Whether it’s that awkward lull before a meeting starts, waiting in line at the coffee shop, or shaking some hands at a networking event, there’s no denying that small talk is a pretty big part of your professional life.
It’s necessary, yes. But, that doesn’t stop us all from acknowledging the fact that it can be awkward at best. After all, forced conversations about the weather or the quality of the open bar can only last for so long before you’re both hearing crickets and not-so-subtly looking around the room.
Love it or hate it, small talk is important—it’s often the launching point for deeper conversations and, thus, deeper relationships. But, does it have to be so terribly uncomfortable?
Actually, no. In fact, you’re likely committing one super common small talk mistake that’s making these exchanges even more stiff and unnatural.
Picture this: A professional acquaintance you haven’t seen in some time walks up to start a conversation and says, “Hey! How are you?” How do you respond?
If you’re like most people, you retort immediately with something like, “I’m great. How are you?” Aside from just a couple of short words, you’ve really only answered his question with another question.
We all have the tendency to do this same thing in a variety of situations. Whether someone asks us how our day was, what we thought of a presentation, or how we’re enjoying our meal, it’s easy to reply quickly and then bounce the conversational ball back to the other person.

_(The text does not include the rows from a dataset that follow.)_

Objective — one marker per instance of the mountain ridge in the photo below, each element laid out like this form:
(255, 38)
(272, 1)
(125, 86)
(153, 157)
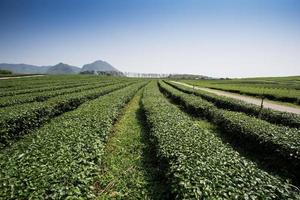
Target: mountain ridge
(60, 68)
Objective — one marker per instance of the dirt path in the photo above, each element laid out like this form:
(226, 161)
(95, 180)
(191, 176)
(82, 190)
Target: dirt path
(248, 99)
(12, 77)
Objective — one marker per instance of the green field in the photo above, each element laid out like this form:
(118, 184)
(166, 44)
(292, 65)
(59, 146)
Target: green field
(101, 137)
(284, 89)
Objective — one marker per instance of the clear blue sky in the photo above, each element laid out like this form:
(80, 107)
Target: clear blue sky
(233, 38)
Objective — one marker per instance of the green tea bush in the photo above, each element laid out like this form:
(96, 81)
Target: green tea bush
(61, 160)
(276, 117)
(198, 164)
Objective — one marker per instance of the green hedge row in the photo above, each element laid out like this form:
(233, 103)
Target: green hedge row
(18, 120)
(198, 165)
(61, 160)
(278, 144)
(277, 117)
(52, 87)
(35, 82)
(44, 95)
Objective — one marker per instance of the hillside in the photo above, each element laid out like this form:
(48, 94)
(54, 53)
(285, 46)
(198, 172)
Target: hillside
(24, 68)
(62, 68)
(99, 65)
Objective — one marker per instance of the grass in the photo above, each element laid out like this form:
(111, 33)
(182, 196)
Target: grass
(129, 170)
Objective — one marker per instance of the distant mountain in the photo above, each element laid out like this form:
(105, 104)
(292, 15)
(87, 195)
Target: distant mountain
(24, 68)
(62, 68)
(99, 66)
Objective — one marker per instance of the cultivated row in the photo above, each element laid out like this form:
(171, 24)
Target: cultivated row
(279, 145)
(198, 165)
(61, 160)
(276, 117)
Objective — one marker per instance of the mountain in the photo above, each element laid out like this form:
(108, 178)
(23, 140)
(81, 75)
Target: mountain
(99, 65)
(62, 68)
(24, 68)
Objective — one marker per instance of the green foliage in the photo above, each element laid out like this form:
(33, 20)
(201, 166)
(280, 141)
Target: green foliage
(278, 143)
(61, 160)
(45, 95)
(198, 164)
(284, 89)
(277, 117)
(18, 120)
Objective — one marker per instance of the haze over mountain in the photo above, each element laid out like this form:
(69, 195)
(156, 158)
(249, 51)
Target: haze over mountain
(24, 68)
(60, 68)
(99, 65)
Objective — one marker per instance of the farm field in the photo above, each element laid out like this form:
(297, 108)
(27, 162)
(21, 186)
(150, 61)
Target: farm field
(105, 137)
(283, 89)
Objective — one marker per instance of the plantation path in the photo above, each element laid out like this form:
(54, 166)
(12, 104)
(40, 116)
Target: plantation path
(248, 99)
(128, 170)
(12, 77)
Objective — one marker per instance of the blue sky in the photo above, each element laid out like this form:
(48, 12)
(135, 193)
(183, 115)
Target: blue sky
(232, 38)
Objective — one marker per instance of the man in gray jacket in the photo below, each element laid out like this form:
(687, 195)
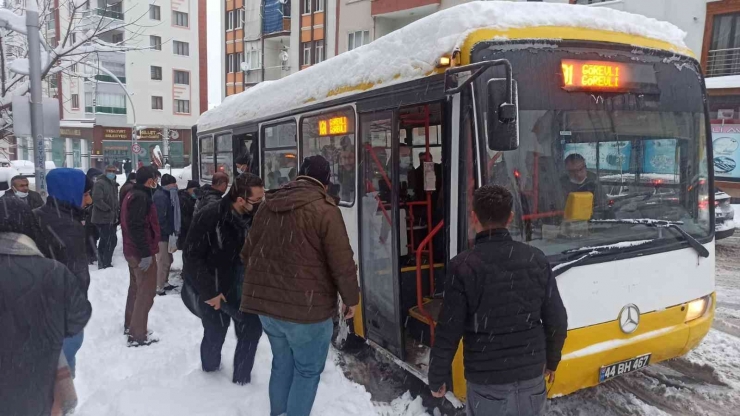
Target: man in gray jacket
(105, 215)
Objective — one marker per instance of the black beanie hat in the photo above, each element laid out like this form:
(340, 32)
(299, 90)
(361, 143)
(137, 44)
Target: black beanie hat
(316, 167)
(88, 184)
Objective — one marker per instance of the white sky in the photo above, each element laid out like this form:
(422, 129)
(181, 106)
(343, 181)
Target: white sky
(214, 53)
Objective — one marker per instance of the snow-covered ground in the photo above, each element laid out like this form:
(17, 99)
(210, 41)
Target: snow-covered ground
(166, 379)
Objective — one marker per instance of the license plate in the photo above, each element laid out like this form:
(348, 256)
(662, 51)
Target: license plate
(623, 367)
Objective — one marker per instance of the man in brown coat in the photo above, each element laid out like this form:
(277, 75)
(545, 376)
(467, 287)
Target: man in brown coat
(297, 256)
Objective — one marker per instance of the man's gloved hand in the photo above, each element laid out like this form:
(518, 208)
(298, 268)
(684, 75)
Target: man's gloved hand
(145, 263)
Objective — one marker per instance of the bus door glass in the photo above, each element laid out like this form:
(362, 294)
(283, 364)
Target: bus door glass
(379, 231)
(280, 154)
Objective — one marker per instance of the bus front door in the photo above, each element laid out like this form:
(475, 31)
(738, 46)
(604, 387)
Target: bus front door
(379, 236)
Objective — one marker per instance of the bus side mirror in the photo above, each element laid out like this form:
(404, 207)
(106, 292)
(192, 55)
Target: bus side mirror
(502, 116)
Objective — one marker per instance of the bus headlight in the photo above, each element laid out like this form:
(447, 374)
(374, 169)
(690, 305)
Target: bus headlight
(697, 308)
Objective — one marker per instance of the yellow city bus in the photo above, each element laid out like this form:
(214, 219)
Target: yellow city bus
(505, 93)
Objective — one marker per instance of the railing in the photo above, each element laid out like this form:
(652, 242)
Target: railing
(723, 62)
(104, 13)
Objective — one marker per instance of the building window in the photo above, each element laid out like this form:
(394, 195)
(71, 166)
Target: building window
(180, 48)
(320, 51)
(155, 42)
(182, 77)
(230, 20)
(180, 19)
(724, 50)
(306, 56)
(357, 39)
(253, 59)
(156, 72)
(157, 103)
(155, 12)
(182, 106)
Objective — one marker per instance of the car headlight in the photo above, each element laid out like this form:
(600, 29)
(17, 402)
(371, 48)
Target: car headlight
(697, 308)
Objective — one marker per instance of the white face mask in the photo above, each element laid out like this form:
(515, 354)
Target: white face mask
(20, 194)
(578, 183)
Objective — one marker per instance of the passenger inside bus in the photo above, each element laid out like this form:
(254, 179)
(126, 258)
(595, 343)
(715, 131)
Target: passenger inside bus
(578, 179)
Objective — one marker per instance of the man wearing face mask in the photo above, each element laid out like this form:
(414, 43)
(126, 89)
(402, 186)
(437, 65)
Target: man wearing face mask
(243, 163)
(578, 179)
(140, 229)
(168, 213)
(19, 189)
(213, 268)
(105, 215)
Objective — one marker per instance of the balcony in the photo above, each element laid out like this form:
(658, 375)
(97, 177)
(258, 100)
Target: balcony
(723, 62)
(404, 8)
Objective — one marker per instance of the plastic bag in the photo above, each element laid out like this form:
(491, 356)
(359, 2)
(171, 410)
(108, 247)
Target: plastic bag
(172, 244)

While it’s great that you’re making an effort to keep things moving back and forth without monopolizing the discussion, there’s a problem with this approach: You’ll never actually talk about anything of value.
Instead, you and your conversational partner will likely continue to provide curt responses and returned questions, until eventually you run out of things to say.
You dread those unbearably long small talk silences as much as the next person, right? So, ideally, you could do something to prevent this rapid fire conversation style and instead engage in a more meaningful discussion.
The good news is, you can. And, the fix is almost painfully simple: Beef up your responses—even just a little bit.
When someone asks how your day was, for example, provide a real explanation before bouncing the question back to them. This can look like, “My day was great! I had a really productive afternoon meeting where we discussed our website redesign, which I’m really excited about. How about you?”
Chances are, your conversational partner will follow your lead and provide a more thorough response of his or her own—laying the groundwork for a continued conversation about things that actually hold some meaning for both of you.
Even the most social among us can admit that small talk can feel forced and uncomfortable. But, it instantly becomes better when you use this simple and effective fix in order to stop committing this one common mistake. Give it a try and watch as your small talk conversations drastically improve.